SECTION 29(3) provides that; subject to the provisions of Section 29(1) , no insurer shall grant;

  1. Any loans or temporary advances either on hypothecation of property or on personal security or otherwise , except such loans as may be specified by regulations including the loans sanctioned as part of salary package to the full time employee of the insurer as per Scheme duly approved by the Board of Director;

  2. Temporary advances to any insurance agents to facilitate him carrying out his functions as such except in cases where such advances do not exceed in the aggregate the renewal commission earned by him during immediately preceding financial year.

NOTE: Please note that an insurance company shall pay loans or advances in below mentioned cases;

  1. In case of its directors and full time employees of the company, if there is a board approved scheme for such loans or advances and applicable to all employees of an Insurance Company;

  2. In case of an agent, insurance intermediary/intermediaries the loans/advances given should not exceed renewal commission earned by such agent, insurance intermediary/intermediaries.

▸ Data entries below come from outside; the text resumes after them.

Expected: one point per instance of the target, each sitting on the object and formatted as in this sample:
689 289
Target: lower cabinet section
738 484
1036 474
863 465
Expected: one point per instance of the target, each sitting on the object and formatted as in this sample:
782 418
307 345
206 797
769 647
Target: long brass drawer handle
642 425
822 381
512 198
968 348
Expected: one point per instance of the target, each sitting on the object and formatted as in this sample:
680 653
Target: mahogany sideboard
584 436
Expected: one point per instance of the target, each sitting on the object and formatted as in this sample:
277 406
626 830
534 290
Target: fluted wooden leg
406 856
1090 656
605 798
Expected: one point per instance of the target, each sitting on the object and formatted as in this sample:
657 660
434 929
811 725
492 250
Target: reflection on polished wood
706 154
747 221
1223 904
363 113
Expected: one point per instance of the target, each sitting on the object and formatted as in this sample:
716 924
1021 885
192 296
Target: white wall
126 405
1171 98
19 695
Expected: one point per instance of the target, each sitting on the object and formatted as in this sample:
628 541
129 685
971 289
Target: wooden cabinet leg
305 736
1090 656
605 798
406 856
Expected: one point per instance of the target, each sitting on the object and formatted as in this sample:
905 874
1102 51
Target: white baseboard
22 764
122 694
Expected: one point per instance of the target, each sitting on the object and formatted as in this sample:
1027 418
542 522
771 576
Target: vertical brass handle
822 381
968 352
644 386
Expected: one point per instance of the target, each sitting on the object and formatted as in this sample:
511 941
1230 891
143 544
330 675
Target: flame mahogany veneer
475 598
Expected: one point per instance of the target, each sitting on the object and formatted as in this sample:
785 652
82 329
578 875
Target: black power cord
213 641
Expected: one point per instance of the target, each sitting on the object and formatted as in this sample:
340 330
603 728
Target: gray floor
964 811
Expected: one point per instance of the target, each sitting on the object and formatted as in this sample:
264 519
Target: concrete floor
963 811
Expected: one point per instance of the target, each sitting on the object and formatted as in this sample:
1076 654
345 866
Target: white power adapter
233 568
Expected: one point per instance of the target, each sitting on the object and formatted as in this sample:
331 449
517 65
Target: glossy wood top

SECTION 29(4) provides that; where any event occurs which giving raise to circumstances, the existence of which at the time of grant of any subsisting loan or advance would have made such grant a contravention of this section ,such loan or advance shall notwithstanding anything in the contract to the contrary , be repaid within a period of three months from the date of occurrence of such event.

NOTE: the above provisions clearly provide that when and contravention of provisions of this section occurs at the time of giving loan or advances by the company. The loan/advance will be repaid within a period of three months from the date of occurrence of such event. The employee/agent/intermediaries have to return loan/advance granted in contravention provisions of this section at the time of grating loan or at any time during tenure of the loan.

SECTION 29(5) provides that; in case of default in complying with the provisions of Section 29(4) , the director, manager, auditor ,actuary, officer or insurance agent concerned shall ,without prejudice to any other penalty which he may incur , cease to hold office under, to act for, the insurer granting loan on the expiry of three months.

CONCLUSION; Insurance Companies are treated as custodian of moneys of policyholders. These companies carries huge cash like banking companies. They have to protect the interest of their policyholders and hence the Authority (IRDAI) through various rules, regulations, circulars and guidelines exercising control on these types of Companies. The diversion of funds are common in profit making companies through loans/advances to their directors, managers, associates and other full time of employees of the companies. The Insurance Act,1938 and the Companies Act, 2013 have provided mechanism to check and prohibit diversion of funds through loans/advances. In Insurance act, loan /advance on insurance policies of full time employees of company is allowed provided that the amount of loan or advance should not exceed surrender value of policy at the time of granting loan/advance. The insurance company also grant loan/advance to its full time employees if there is a Board Approved Scheme and applicable to all employee of the company. An insurance company may also grant loan/advance to its agent/intermediaries provided that amount should. Not exceed their renewal commission earned by them during previous financial year. Non-compliance of these provisions attracts penalty and loss of office by the concerned employee.